Il n’empêche que les organisations humanitaires et une partie de la conscience morale européenne ne cachent pas leur malaise devant une opération censée frapper les bateaux, pas les occupants; les commanditaires, pas leurs victimes. Illustration de la complexité du processus en marche, dimanche un navire a été la cible de tirs en haute mer. Un survivant ghanéen accuse la marine libyenne qui aurait tiré sur eux après leur avoir demandé de l’argent. Celle-ci dément. Seules certitudes : un mort par balle (qu’on continue de rechercher) et ce blessé ghanéen sauvé de la mort.

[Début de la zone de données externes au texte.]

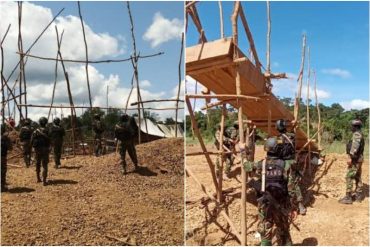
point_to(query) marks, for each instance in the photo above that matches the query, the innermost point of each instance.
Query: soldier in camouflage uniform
(57, 133)
(227, 142)
(40, 141)
(6, 145)
(288, 155)
(126, 132)
(355, 151)
(25, 137)
(98, 129)
(274, 202)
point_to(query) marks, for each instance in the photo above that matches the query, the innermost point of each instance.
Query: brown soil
(326, 223)
(89, 201)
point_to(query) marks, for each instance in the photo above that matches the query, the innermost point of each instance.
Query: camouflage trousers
(293, 180)
(268, 216)
(98, 146)
(354, 175)
(57, 153)
(42, 159)
(228, 161)
(3, 171)
(128, 146)
(27, 151)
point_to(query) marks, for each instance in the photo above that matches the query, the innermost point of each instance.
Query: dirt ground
(89, 202)
(326, 223)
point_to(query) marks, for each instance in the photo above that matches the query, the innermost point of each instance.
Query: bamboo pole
(221, 156)
(203, 146)
(221, 20)
(300, 80)
(223, 96)
(73, 112)
(134, 62)
(59, 44)
(268, 69)
(250, 38)
(243, 224)
(159, 100)
(227, 218)
(179, 86)
(92, 61)
(35, 41)
(103, 108)
(318, 114)
(129, 95)
(86, 52)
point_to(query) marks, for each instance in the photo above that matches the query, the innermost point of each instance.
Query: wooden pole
(73, 112)
(37, 39)
(221, 155)
(268, 69)
(59, 44)
(203, 146)
(300, 80)
(250, 38)
(243, 224)
(221, 20)
(227, 218)
(318, 114)
(86, 52)
(179, 86)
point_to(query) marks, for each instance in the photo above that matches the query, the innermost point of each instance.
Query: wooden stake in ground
(242, 143)
(318, 114)
(179, 86)
(86, 52)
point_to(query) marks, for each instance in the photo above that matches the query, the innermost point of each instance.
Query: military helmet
(281, 125)
(124, 117)
(27, 121)
(356, 122)
(3, 129)
(43, 121)
(56, 121)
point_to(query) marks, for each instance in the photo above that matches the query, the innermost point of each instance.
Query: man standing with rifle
(41, 143)
(355, 151)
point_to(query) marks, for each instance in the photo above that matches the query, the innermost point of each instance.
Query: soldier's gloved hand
(349, 162)
(248, 166)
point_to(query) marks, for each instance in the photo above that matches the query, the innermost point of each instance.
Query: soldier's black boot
(302, 209)
(359, 196)
(347, 199)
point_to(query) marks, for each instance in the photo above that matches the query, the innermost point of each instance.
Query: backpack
(276, 183)
(25, 134)
(123, 131)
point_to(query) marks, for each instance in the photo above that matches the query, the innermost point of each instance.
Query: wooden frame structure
(20, 100)
(235, 79)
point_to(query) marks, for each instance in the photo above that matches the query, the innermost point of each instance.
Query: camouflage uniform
(6, 145)
(274, 202)
(227, 158)
(25, 138)
(98, 129)
(355, 149)
(125, 131)
(40, 141)
(294, 174)
(57, 133)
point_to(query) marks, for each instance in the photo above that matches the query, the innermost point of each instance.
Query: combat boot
(359, 196)
(302, 209)
(347, 199)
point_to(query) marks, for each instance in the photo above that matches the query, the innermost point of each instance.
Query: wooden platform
(212, 65)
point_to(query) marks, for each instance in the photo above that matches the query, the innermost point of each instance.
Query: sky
(157, 26)
(337, 34)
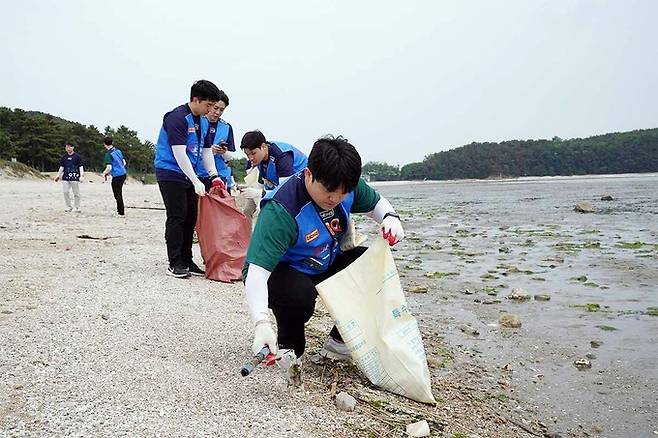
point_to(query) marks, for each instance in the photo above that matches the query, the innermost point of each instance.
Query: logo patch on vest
(312, 235)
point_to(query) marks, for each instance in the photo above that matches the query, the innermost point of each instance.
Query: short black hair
(335, 163)
(223, 97)
(252, 140)
(204, 90)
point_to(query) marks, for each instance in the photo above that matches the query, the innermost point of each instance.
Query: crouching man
(296, 245)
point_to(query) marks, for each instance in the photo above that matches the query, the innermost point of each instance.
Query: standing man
(71, 170)
(180, 153)
(296, 245)
(220, 137)
(115, 165)
(276, 160)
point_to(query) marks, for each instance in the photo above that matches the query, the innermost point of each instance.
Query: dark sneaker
(195, 270)
(178, 271)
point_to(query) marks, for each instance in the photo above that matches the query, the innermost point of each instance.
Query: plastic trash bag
(371, 313)
(223, 233)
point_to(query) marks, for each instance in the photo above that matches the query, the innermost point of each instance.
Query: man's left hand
(217, 182)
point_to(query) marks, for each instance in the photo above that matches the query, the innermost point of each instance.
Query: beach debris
(518, 294)
(509, 320)
(87, 236)
(584, 207)
(469, 330)
(582, 364)
(345, 402)
(418, 429)
(595, 343)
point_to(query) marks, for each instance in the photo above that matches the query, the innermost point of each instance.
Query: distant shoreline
(517, 179)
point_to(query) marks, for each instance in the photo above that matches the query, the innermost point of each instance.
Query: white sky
(400, 79)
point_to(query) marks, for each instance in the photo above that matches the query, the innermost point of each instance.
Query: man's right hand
(264, 335)
(199, 188)
(251, 192)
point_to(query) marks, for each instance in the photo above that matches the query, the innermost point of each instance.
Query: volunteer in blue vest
(180, 153)
(276, 161)
(115, 165)
(220, 136)
(70, 172)
(296, 245)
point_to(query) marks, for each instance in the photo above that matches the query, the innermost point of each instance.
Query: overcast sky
(400, 79)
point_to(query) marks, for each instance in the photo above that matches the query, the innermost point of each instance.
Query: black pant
(292, 295)
(117, 189)
(181, 204)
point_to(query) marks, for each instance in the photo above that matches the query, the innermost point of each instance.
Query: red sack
(223, 233)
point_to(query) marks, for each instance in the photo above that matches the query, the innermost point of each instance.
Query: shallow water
(473, 242)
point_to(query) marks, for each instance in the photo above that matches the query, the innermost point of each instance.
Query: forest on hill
(37, 139)
(620, 152)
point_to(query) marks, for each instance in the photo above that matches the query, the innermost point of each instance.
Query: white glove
(251, 192)
(199, 188)
(263, 335)
(392, 230)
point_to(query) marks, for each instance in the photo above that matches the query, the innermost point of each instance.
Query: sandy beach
(97, 341)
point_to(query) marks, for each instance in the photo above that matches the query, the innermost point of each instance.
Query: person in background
(220, 137)
(180, 152)
(71, 171)
(296, 245)
(115, 165)
(276, 161)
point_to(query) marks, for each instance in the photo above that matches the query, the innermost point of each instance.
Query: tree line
(37, 139)
(621, 152)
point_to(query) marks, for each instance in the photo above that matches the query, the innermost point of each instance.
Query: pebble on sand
(584, 207)
(509, 320)
(418, 429)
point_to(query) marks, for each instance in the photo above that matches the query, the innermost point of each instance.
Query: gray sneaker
(292, 365)
(336, 350)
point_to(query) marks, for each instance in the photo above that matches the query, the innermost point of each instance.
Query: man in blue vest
(296, 245)
(180, 153)
(220, 136)
(115, 165)
(71, 171)
(276, 161)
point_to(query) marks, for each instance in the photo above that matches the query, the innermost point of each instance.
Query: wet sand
(472, 243)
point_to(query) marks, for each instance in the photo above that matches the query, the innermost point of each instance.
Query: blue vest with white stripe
(270, 176)
(316, 248)
(118, 169)
(164, 155)
(220, 136)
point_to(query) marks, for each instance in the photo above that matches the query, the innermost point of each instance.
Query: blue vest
(268, 170)
(315, 248)
(118, 169)
(219, 136)
(164, 156)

Baptisée EU Navfor Med et forte d'un millier d'hommes, l'opération navale européenne en Méditerranée est dirigée par l'amiral italien Enrico Credendino ; elle est basée à Rome. Son navire de commandement sera le porte-avions italien Le Cavour. Doté d'un hôpital, ce navire s’est illustré il y a deux ans dans un tour des ports d’Afrique, où il a soigné gratuitement, opérant et offrant des examens médicaux poussés dans un concept typiquement italien de déplacer l’hôpital vers les malades, pas l’inverse. L'opération s’annonce impressionnante. Elle est sans doute à la hauteur de l’enjeu.

Navfor Med, ce sont en effet cinq navires de guerre, deux sous-marins, trois avions patrouilleurs maritimes, deux drones et trois hélicoptères, rien que ça ! C’est en tout cas ainsi que l’Europe entend répondre à la succession des morts en Méditerranée. Le 19 avril dernier, un chalutier avait coulé près des côtes italiennes : 700 de ses 900 occupants gisent toujours par le fond, prisonniers dans les cales de leur embarcation sans qu’on sache avec certitude de quels pays ils provenaient !

Mme Federica Mogherini a estimé qu’« il fallait une réponse européenne », à de tels drames dont on ne veut plus la répétition. Mais il fallait aussi, et sans doute surtout, prendre la mesure de la menace de l’organisation terroriste État islamique qui a promis de lancer, précisément, des vagues de migrants à l’assaut de « l’Europe des croisés ». « C'est le commencement, la mise en place d'une série de mesures qui nous permettront d'interrompre, de détruire le business des passeurs, de travailler avec les pays en amont, pour essayer d'arrêter les pressions qui poussent ces vagues de migrants vers l'Europe », a indiqué le Britannique Philip Hammond. La suite est donc à venir.